Ella Maillart, photographe baroudeuse des années 30 mise en lumière dans une exposition à Lausanne
Ella Maillart, a Swiss photographer and adventurer from the 1930s, is the subject of a new exhibition in Lausanne. Born in Geneva in 1903, Maillart was an Olympic sailor and champion skier before turning to travel and photography. She journeyed across the Soviet Union, Central Asia, and China, often by train, ski, or camel, documenting remote cultures and political landscapes. Her travels included a 6,000-kilometer trek from Beijing to Kashmir with British writer Peter Fleming, and a road trip from Geneva to Kabul with friend Annemarie Schwarzenbach. The exhibition highlights her photographs and writings, which blend geographical exploration, political chronicle, and personal meditation.

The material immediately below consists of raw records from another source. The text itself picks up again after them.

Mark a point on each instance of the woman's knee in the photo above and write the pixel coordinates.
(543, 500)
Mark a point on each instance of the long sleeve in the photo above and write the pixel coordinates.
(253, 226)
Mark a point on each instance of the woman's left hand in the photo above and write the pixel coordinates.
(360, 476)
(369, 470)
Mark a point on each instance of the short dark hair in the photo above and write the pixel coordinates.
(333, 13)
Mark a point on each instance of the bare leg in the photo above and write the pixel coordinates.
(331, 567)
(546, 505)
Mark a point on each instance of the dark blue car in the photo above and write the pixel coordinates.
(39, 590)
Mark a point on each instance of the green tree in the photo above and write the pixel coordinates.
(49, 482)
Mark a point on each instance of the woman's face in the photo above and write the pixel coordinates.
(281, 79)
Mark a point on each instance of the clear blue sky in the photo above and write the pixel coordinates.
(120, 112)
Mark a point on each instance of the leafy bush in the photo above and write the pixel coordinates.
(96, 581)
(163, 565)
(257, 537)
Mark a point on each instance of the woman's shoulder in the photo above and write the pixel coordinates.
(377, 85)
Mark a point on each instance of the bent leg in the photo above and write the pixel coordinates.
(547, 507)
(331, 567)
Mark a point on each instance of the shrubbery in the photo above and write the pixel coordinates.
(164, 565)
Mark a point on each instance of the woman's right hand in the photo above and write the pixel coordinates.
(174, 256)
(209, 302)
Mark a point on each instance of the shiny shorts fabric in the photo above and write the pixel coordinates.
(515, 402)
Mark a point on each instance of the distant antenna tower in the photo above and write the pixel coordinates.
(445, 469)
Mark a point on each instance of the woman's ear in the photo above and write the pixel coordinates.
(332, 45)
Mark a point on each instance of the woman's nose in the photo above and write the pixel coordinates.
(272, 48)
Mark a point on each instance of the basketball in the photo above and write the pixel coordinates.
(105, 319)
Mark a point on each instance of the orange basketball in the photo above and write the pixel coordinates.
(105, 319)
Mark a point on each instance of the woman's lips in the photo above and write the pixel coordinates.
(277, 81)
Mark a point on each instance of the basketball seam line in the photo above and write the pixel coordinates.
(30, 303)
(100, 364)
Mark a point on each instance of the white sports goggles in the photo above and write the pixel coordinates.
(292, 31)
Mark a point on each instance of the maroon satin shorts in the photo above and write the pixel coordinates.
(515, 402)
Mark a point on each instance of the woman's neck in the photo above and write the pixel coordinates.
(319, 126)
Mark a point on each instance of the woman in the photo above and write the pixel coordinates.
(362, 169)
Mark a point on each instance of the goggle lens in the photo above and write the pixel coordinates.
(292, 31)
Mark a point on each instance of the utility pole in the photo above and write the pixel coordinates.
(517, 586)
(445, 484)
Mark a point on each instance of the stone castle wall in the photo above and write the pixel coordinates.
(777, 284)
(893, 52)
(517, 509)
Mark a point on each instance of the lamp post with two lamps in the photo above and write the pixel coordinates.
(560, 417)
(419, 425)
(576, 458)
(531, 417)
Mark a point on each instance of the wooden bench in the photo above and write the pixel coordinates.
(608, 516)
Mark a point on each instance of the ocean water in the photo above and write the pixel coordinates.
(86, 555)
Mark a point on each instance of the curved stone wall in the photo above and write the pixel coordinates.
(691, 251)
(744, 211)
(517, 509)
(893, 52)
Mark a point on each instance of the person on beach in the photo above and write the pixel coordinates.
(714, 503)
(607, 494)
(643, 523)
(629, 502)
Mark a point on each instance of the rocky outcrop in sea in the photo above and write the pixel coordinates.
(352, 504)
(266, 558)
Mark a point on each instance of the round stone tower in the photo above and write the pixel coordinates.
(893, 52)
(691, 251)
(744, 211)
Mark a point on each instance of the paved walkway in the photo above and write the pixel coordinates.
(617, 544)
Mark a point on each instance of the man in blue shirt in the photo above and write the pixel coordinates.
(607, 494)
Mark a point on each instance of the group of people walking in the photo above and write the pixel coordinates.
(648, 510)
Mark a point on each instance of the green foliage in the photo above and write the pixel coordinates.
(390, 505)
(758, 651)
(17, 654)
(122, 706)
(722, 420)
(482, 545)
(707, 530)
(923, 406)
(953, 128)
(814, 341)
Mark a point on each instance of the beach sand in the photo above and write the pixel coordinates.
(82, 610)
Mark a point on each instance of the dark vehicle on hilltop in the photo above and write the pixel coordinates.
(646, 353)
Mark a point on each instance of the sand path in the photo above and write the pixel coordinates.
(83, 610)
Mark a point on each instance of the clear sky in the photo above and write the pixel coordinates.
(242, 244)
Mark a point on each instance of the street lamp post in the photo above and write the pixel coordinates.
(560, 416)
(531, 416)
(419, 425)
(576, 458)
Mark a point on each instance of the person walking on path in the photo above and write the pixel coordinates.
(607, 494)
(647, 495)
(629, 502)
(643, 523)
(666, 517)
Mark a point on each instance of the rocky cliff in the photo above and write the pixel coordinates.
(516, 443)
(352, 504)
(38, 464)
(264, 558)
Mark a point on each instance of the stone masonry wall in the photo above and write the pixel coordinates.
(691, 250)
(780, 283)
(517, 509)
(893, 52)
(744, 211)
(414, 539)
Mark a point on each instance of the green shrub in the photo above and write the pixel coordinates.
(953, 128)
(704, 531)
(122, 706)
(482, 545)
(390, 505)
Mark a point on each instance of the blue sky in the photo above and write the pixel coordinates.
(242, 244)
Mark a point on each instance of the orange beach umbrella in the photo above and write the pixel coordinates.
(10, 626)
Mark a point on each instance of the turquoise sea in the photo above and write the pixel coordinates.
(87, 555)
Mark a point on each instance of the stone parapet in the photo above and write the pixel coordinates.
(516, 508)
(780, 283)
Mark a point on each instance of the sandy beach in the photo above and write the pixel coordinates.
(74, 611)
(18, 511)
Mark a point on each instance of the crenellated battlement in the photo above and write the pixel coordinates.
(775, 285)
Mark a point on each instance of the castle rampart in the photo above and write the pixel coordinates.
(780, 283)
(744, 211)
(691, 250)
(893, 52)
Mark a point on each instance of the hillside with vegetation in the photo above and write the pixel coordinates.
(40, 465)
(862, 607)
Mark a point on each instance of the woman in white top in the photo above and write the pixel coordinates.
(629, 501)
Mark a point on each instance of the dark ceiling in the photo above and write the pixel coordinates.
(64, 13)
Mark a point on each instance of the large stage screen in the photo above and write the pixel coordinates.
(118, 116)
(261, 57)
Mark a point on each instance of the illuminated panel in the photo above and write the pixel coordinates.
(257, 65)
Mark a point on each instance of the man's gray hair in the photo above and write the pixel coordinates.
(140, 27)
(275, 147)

The exhibition matters because it brings renewed attention to a pioneering female figure whose work bridges adventure, journalism, and visual art. Maillart's images and texts offer rare historical perspectives on regions and peoples largely untouched by Western civilization at the time. Her independent, boundary-breaking life challenges conventional narratives of early 20th-century travel and photography, and her legacy as a woman who defied societal norms continues to inspire contemporary discussions about freedom, endurance, and cross-cultural understanding.